Nonketotic Hyperglycinemia

Nonketotic hyperglycinemia is caused by a defect of the glycine cleavage system, which is present in the liver, kidney, and brain, leading to the accumulation of glycine in blood, urine, and CSF. The diagnosis is established by calculating the CSF/plasma glycine concentration ratio. A value of greater than 0.08 is diagnostic. Confirmation of the diagnosis requires measurement of the activity of the glycine cleavage system in liver tissue. The neonatal (classic) form of nonketotic hyperglycinemia is far more common than the infantile, late-onset, or transient phenotypes. The neonatal form presents in the first days of life with encephalopathy, hypotonia, lethargy, seizures, and characteristic hiccups, which can progress rapidly to intractable seizures, coma, and respiratory failure.

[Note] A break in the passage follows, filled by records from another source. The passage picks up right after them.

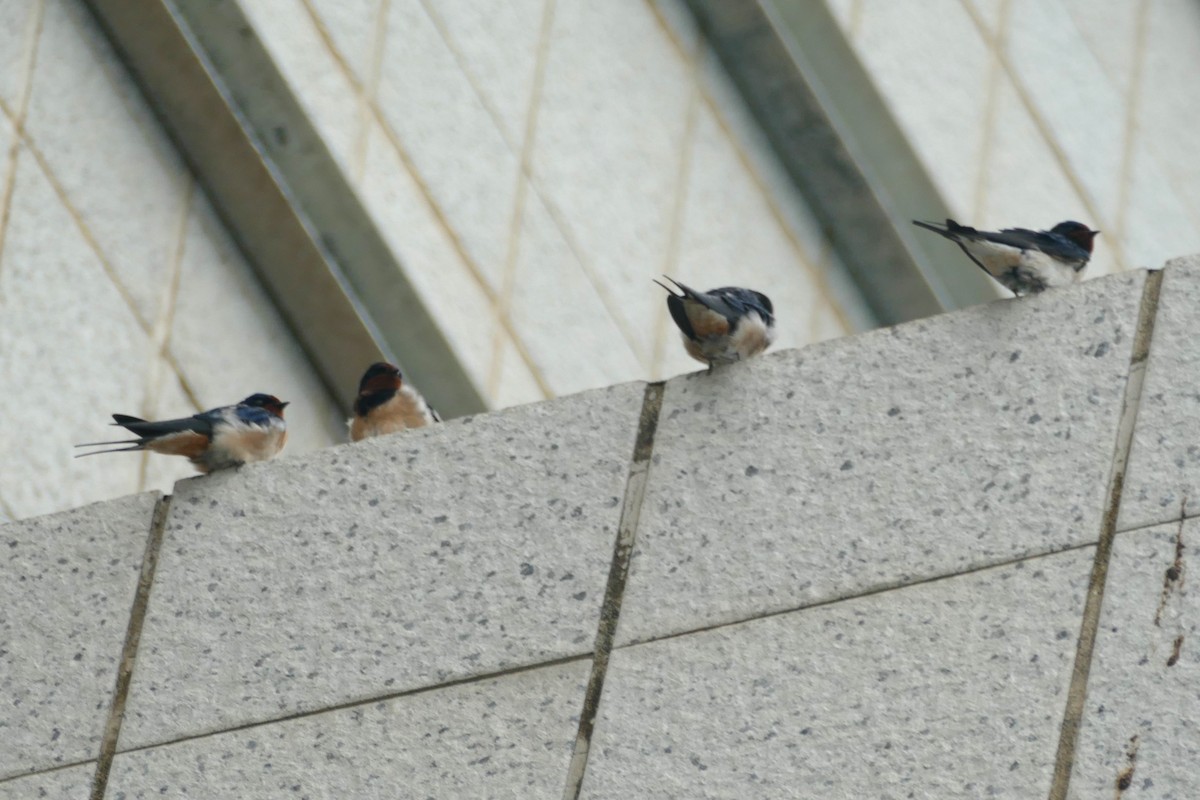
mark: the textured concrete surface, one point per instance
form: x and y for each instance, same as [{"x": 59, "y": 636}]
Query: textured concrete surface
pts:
[
  {"x": 70, "y": 783},
  {"x": 389, "y": 565},
  {"x": 509, "y": 737},
  {"x": 1164, "y": 462},
  {"x": 69, "y": 582},
  {"x": 946, "y": 690},
  {"x": 853, "y": 589},
  {"x": 923, "y": 450},
  {"x": 1141, "y": 728}
]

The outcome is invariably poor.

On MRI, abnormal myelination and a hypoplastic or dysgenic corpus callosum are seen, which progresses to diffuse cerebral atrophy. Increased T2 signal and restricted water diffusivity involving the myelinated portion of the posterior limb of the internal capsules, pyramidal tracts, middle cerebellar pedicles, and dentate nuclei have been reported. The underdevelopment of the corpus callosum is difficult to assess in the neonate because of its small size and lack of myelin, but it becomes evident later. Atrophy and delayed myelination also are common findings in other metabolic disorders, particularly in organic acidurias. MRS exhibits a large glycine peak at 3.55 ppm.

Peroxisomal Disorders

Peroxisomal disorders that manifest in the neonate are primarily a result of the failure to form viable peroxisomes (peroxisomal biogenesis disorders), resulting in multiple metabolic abnormalities. Zellweger syndrome and neonatal adrenoleukodystrophy are the most common peroxisomal disorders in the neonate, and both have pathognomonic findings on conventional MRI. Zellweger syndrome is characterized by delayed myelination, temporal and parietal polymicrogyria, and subependymal germolytic cysts adjacent to the frontal horns of the lateral ventricles. In contrast to Zellweger syndrome, neonatal adrenoleukodystrophy causes dysmyelination, mainly involving the occipital lobes, the splenium of the corpus callosum, and/or the cerebellum. Often these lesions demonstrate restricted water diffusion and peripheral enhancement. MRS in persons with Zellweger syndrome is not specific, showing a marked decrease in NAA levels in the gray and white matter, thalamus, and/or cerebellum, a decreased myo-inositol level in the gray matter if concomitant hepatic dysfunction is present, and in some cases, elevated glutamine levels.

Mitochondrial Disorders

Mitochondrial disorders are a group of diseases caused by enzymatic defects leading to primary lactic acidosis and decreased ATP production. Pyruvate transcarboxylase, pyruvate dehydrogenase, and cytochrome c oxidase deficiencies are the most common enzymatic defects leading to primary lactic acidosis in the neonatal period. MRI is the imaging modality of choice for its capability to detect areas of reduced water diffusivity and the presence of lactate typically associated with these disorders. Characteristically, areas of increased T2 signal and reduced water diffusivity are found in the brainstem, the subthalamic nucleus, and the globus pallidum. MRS detects elevated lactate levels in the areas with abnormal signal, as well as in the normal-appearing brain. It should be noted, however, that elevated lactate is not always indicative of a mitochondrial disorder, and nondetectable lactate levels do not preclude the possibility of a mitochondrial disorder. Sometimes specific peaks can be detected—for example, elevated succinate peak at 2.4 ppm in persons with succinate dehydrogenase deficiency and an elevated pyruvate peak at 2.36 ppm in persons with pyruvate dehydrogenase complex deficiency.